Si les grands manitous actuellement en charge du projet Fabula Nova Crystallis ont déjà souligné l'importance jouée par la puissance de la PlayStation 3 dans leur processus créatif, ils ont visiblement envie de planter encore davantage le clou. Et c'est Tetsuya Nomura qui s'en est à nouveau occupé, dans le magazine japonais Dengeki PlayStation.
« Il n'est pas seulement question de la beauté des graphismes, mais aussi du nombre de mouvements qu'on peut intégrer en même temps et de jusqu'où va notre imagination et nos idées vont », précise ainsi le réalisateur et designer de Final Fantasy Versus XIII. « La PlayStation 3 est la machine qui nous permet d'exprimer au mieux notre imagination. »
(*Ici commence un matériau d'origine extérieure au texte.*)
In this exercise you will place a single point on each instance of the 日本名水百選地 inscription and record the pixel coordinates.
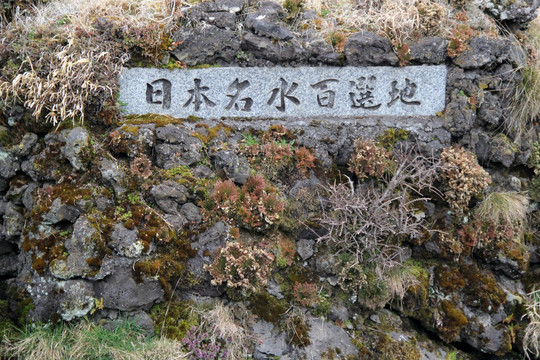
(285, 92)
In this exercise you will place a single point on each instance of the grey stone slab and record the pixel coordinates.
(302, 92)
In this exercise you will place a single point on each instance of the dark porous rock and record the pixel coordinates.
(120, 291)
(487, 52)
(206, 45)
(265, 48)
(169, 195)
(60, 212)
(192, 212)
(8, 165)
(235, 167)
(178, 147)
(8, 265)
(206, 245)
(459, 118)
(366, 48)
(272, 343)
(80, 246)
(268, 26)
(304, 248)
(490, 111)
(26, 146)
(77, 142)
(323, 336)
(230, 6)
(28, 196)
(13, 222)
(503, 150)
(429, 50)
(518, 11)
(77, 299)
(124, 241)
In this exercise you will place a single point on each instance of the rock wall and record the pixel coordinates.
(110, 222)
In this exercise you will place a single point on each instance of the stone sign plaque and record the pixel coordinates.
(302, 92)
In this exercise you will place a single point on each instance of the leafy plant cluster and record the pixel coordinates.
(276, 150)
(241, 266)
(462, 177)
(45, 57)
(256, 205)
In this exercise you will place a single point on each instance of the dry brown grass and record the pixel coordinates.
(525, 98)
(65, 55)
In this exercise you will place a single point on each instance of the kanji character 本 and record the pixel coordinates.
(159, 92)
(197, 95)
(239, 87)
(284, 94)
(404, 95)
(361, 93)
(327, 97)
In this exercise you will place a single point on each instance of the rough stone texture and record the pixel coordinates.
(120, 291)
(486, 52)
(272, 342)
(368, 49)
(77, 299)
(206, 45)
(235, 167)
(176, 147)
(124, 241)
(80, 246)
(277, 92)
(168, 196)
(8, 165)
(61, 212)
(323, 336)
(77, 141)
(430, 50)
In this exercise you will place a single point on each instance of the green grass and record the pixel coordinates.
(86, 341)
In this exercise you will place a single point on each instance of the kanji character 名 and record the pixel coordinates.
(284, 94)
(326, 97)
(159, 92)
(239, 87)
(405, 95)
(361, 93)
(197, 96)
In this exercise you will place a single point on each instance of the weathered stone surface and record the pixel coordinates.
(206, 45)
(80, 246)
(366, 48)
(125, 243)
(120, 291)
(235, 167)
(77, 141)
(168, 196)
(8, 165)
(61, 212)
(26, 146)
(279, 92)
(323, 336)
(273, 343)
(77, 299)
(485, 52)
(430, 50)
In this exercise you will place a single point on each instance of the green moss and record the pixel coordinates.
(267, 307)
(391, 137)
(453, 321)
(173, 319)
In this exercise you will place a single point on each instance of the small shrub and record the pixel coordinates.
(240, 266)
(463, 177)
(368, 159)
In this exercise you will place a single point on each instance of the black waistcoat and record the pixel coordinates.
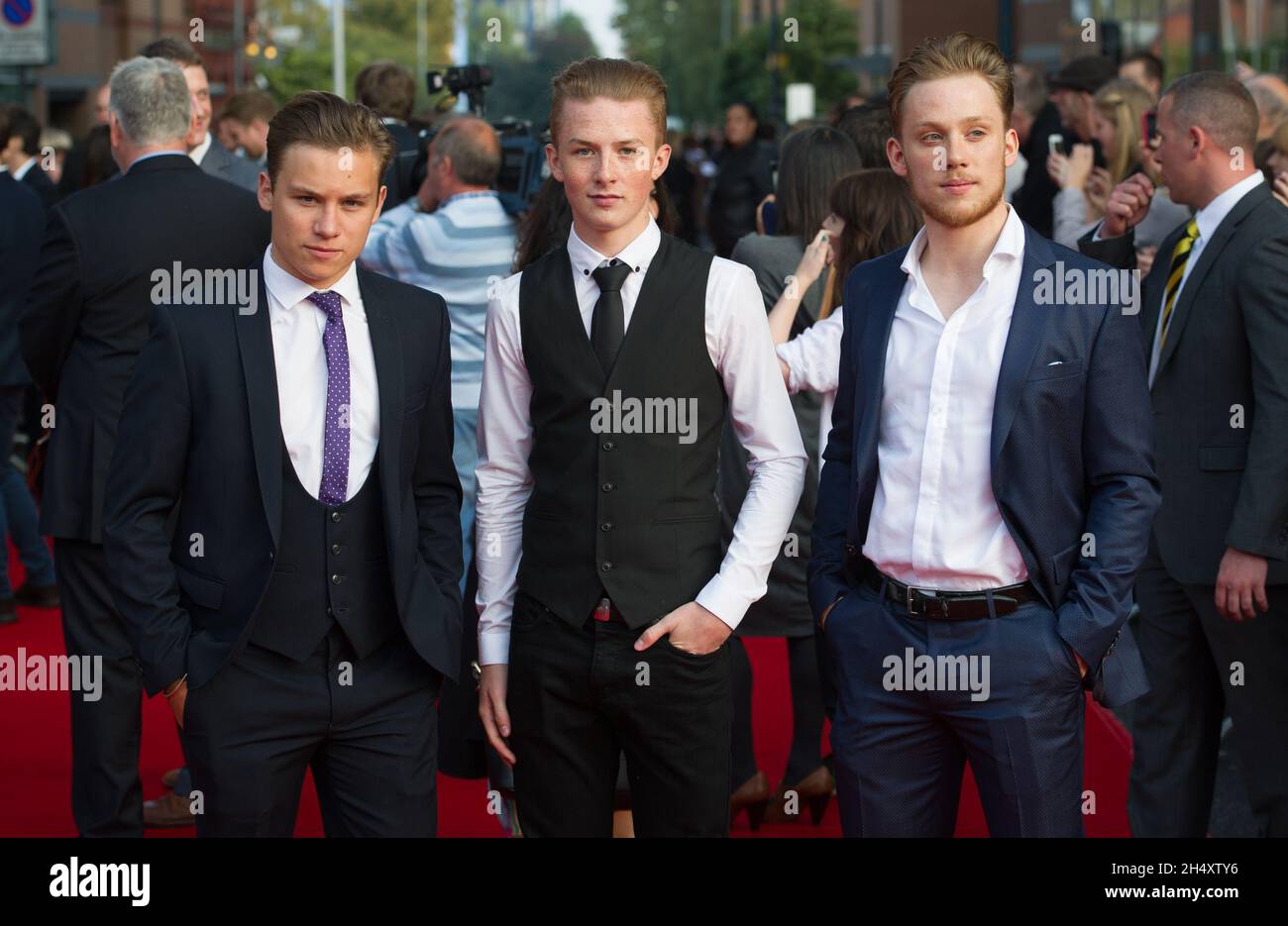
(331, 566)
(614, 508)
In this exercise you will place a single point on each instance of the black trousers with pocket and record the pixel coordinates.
(581, 697)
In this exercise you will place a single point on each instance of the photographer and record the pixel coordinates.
(451, 239)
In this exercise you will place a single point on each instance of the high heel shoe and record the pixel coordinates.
(751, 796)
(814, 791)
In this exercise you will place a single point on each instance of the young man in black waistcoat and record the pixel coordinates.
(308, 607)
(609, 365)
La puissance démesurée de la console les stimule à tel point qu'ils veulent transformer la série. Nomura explique en effet : « Il y aura beaucoup d'action dans Final Fantasy Versus XIII, mais au lieu de battre des ennemis simplement du point de vue du spectateur, je veux que les joueurs aient l'impression de faire vraiment partie de ce monde. Nous cherchons à savoir s'il est possible ou non de produire un FF ayant l'intensité d'un jeu de tir à la troisième personne. En ce sens, ce jeu sera vraiment un autre type de FF ».
Mais comme construire un monde complet et immersif ne va pas sans obtenir un budget colossal et faire travailler une large équipe pendant de nombreux mois, il y a fort à penser pour que la partie financière de Square Enix ne laisse passer aucun excès. C'est la dur loi de la rentabilité. Mais il faut bien se rendre à l'évidence que l'abondance de jeux DS, telle qu'on peut la constater ces temps-ci, est aussi là pour remplir facilement les caisses de la société : des jeux au coût de développement modeste suffisent à se vendre à 500.000 voire 1 million d'exemplaires ! Il ne reste plus à Square Enix qu'à tester le succès de ses jeux sur Wii.